Een Franse Revolutie?

H.L. Wesseling

Sinds ze op 21 januari 1793 het hoofd van hun koning hebben afgehakt, hebben de Fransen nooit meer goed geweten wat ze met de staatsinrichting van hun land aanmoesten. In principe waren er slechts twee mogelijkheden, republiek of monarchie, maar daarbinnen waren er weer verschillende varianten: koninkrijk of keizerrijk, reactionaire of liberale monarchie, presidentiële of parlementaire republiek. Frankrijk heeft ze allemaal afgewerkt, en dat in nog geen eeuw tijd.

Met het hoofd van de koning viel ook het koningschap in de mand van afgewezen staatsvormen. Frankrijk werd een republiek, maar die werd na een staatsgreep van generaal Napoleon Bonaparte op 9 november (oftewel 18 Brumaire in de nieuwe telling) 1799 omgezet in een consulaat en in 1804 in een keizerrijk, uiteraard met Napoleon zelf als keizer. Na diens verbanning naar Elba in 1814, en zeker na de verloren Slag bij Waterloo en het vertrek van de Corsicaan naar Sint-Helena in 1815 keerden de Bourbons terug op de troon. De dynastie van het oude Huis Bourbon ging echter al snel ten onder in de Juli-revolutie van 1830. In haar plaats kwam er toen een liberale monarchie onder Louis-Philippe, de ‘Burgerkoning’ die stamde uit het Huis Bourbon-Orléans. Na nog weer een andere revolutie in 1848 werd Frankrijk weer een republiek, maar ook die werd na een staatsgreep door een andere Napoleon, Lodewijk Napoleon – een neef van de grote, kleine keizer –, in 1852 omgezet in een keizerrijk, uiteraard ook dit keer met hem zelf als keizer. Zijn regime ging ten onder in de Frans-Duitse oorlog van 1870-1871. Daarna werd Frankrijk een republiek en nu voorgoed (nu ja, tot heden). En dit was niet omdat de meerderheid van de Fransen voor een republiek was, maar omdat de monarchisten onderling te sterk verdeeld waren.

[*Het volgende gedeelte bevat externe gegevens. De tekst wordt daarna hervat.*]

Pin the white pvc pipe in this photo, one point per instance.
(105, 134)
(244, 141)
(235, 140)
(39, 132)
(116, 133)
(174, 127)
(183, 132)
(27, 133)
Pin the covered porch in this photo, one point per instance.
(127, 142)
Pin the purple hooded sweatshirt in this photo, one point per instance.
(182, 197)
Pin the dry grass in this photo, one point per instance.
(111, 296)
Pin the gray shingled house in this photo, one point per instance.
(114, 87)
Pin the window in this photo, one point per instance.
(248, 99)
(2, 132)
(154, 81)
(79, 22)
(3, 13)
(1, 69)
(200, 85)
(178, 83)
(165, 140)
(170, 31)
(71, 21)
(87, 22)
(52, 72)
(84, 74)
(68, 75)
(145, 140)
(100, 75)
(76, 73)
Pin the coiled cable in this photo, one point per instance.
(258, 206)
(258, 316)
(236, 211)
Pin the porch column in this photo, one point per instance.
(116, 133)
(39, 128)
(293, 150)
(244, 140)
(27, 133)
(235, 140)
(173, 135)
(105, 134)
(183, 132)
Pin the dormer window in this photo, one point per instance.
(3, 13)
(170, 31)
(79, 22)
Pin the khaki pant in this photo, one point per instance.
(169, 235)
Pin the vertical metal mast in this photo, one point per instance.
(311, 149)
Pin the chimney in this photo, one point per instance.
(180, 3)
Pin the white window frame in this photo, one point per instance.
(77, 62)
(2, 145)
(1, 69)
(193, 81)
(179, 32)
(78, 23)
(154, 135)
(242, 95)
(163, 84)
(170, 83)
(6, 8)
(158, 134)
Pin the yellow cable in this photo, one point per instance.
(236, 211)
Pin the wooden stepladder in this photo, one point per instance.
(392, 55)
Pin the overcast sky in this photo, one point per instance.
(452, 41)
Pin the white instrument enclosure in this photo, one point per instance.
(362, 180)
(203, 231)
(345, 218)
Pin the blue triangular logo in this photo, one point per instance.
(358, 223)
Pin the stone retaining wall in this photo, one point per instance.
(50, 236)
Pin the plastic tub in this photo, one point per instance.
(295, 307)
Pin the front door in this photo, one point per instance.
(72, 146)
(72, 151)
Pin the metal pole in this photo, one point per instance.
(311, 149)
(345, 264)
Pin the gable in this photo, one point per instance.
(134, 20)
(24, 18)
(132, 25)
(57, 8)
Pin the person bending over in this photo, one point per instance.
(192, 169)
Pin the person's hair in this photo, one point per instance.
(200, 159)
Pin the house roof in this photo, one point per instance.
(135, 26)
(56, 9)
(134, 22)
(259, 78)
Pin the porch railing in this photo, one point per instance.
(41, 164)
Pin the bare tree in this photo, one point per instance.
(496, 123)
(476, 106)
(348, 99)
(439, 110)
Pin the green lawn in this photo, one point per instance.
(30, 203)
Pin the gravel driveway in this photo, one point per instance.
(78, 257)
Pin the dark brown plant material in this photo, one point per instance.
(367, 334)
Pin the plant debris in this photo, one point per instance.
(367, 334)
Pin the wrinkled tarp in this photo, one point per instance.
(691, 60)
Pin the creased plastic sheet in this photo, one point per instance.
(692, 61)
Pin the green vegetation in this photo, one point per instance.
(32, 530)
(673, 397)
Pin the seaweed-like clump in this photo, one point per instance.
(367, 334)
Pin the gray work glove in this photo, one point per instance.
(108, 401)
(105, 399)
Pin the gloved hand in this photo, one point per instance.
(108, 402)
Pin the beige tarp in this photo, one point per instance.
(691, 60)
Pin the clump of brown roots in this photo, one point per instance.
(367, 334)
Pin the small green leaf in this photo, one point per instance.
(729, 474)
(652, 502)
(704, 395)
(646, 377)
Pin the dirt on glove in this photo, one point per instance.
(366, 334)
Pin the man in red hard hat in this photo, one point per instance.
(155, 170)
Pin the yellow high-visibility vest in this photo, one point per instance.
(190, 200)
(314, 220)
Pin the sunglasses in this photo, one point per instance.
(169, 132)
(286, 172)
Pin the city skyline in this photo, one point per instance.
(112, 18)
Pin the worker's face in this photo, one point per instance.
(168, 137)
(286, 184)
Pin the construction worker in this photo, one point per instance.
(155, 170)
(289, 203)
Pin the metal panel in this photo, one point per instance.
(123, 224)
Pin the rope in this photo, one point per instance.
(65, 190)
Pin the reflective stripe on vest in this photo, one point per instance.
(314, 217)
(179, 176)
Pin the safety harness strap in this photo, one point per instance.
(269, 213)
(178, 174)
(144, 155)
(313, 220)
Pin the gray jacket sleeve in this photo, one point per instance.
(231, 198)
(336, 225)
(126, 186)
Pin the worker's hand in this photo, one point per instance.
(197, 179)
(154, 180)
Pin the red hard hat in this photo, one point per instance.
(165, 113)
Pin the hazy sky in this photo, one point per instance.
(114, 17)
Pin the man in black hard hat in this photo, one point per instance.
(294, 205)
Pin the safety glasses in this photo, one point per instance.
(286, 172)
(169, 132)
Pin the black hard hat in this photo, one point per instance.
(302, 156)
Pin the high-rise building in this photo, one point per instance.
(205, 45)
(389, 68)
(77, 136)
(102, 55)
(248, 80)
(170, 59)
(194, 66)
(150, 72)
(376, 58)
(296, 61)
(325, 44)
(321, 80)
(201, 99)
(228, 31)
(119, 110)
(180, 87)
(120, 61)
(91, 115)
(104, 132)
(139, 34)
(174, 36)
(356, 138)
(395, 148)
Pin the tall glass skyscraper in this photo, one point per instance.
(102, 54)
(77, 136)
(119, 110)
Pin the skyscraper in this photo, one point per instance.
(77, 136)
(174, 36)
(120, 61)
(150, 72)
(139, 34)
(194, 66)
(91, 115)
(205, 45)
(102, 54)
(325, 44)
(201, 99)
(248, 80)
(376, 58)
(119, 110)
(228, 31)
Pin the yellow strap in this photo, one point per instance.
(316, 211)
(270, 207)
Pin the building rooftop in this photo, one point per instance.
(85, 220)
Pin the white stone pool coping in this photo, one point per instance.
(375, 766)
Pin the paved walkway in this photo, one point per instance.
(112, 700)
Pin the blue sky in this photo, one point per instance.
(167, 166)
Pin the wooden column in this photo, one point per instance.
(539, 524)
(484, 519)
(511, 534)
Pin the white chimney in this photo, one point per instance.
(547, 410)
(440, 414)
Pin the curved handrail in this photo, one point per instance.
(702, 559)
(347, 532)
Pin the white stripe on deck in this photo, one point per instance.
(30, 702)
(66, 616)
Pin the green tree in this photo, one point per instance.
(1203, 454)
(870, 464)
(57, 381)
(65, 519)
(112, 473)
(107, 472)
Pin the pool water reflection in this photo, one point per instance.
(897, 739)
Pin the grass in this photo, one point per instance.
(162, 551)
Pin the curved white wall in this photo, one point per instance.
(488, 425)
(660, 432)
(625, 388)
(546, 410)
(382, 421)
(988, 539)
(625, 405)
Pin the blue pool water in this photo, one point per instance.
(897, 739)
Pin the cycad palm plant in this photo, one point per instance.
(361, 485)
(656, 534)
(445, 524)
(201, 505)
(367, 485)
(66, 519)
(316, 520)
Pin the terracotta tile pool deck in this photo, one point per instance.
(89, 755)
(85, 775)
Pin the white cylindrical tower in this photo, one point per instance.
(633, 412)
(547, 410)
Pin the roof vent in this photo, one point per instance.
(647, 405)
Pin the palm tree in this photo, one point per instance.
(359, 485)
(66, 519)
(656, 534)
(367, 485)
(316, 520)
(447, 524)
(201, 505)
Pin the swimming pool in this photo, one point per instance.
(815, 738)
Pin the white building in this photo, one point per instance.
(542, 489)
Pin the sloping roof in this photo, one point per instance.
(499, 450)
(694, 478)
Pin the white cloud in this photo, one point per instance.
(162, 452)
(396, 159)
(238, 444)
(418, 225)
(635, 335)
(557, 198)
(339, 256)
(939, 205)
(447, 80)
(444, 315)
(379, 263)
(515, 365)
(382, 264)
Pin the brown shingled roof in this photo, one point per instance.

Over een grondwet konden de Fransen het trouwens niet eens worden en dus werd de staatsinrichting geregeld in zogenoemde ‘constitutionele wetten’, die bij gewone meerderheid in de Assemblée nationale (de Nationale Vergadering, een Lagerhuis van 577 afgevaardigden) konden worden aangenomen. Zo was het mogelijk dat op 30 januari 1875 het amendement-Wallon, waarin aan het woord ‘president’ de woorden ‘van de Republiek’ werden toegevoegd, met één stem meerderheid werd aanvaard. Dit stelsel, de Derde Republiek, met zoveel tegenzin aanvaard, is het meest duurzame uit de moderne Franse geschiedenis gebleken. Het heeft het uitgehouden tot de Duitse inval in mei 1940, om na de bevrijding onder een andere naam (de Vierde Republiek) terug te keren.

In principe was het systeem gebaseerd op een machtsevenwicht tussen een president met ruime bevoegdheden en een via algemeen kiesrecht gekozen Assemblée nationale, maar na een conflict in 1879 tussen Kamer en president, dat de laatste verloor, heeft de president nooit meer geprobeerd zijn wil door te zetten. Het presidentschap was voortaan vooral een ceremoniële functie. De macht lag bij de Nationale Vergadering. De regering was niet meer dan een dagelijks bestuur, dat door de Kamer geregeld naar huis werd gestuurd. Tussen 1879 en 1940 waren er 91 kabinetten. Deze ministeriële instabiliteit was het belangrijkste kenmerk van de Derde Republiek, maar, hoe onbestendig ook, het stelsel hield stand. In Duitsland kwam Hitler aan de macht, in Italië Mussolini, in Spanje Franco. Alle belangrijke buurlanden werden fascistische dictaturen, maar Frankrijk bleef een democratie, met de gekozen Nationale Vergadering van afgevaardigden als centrum van de macht.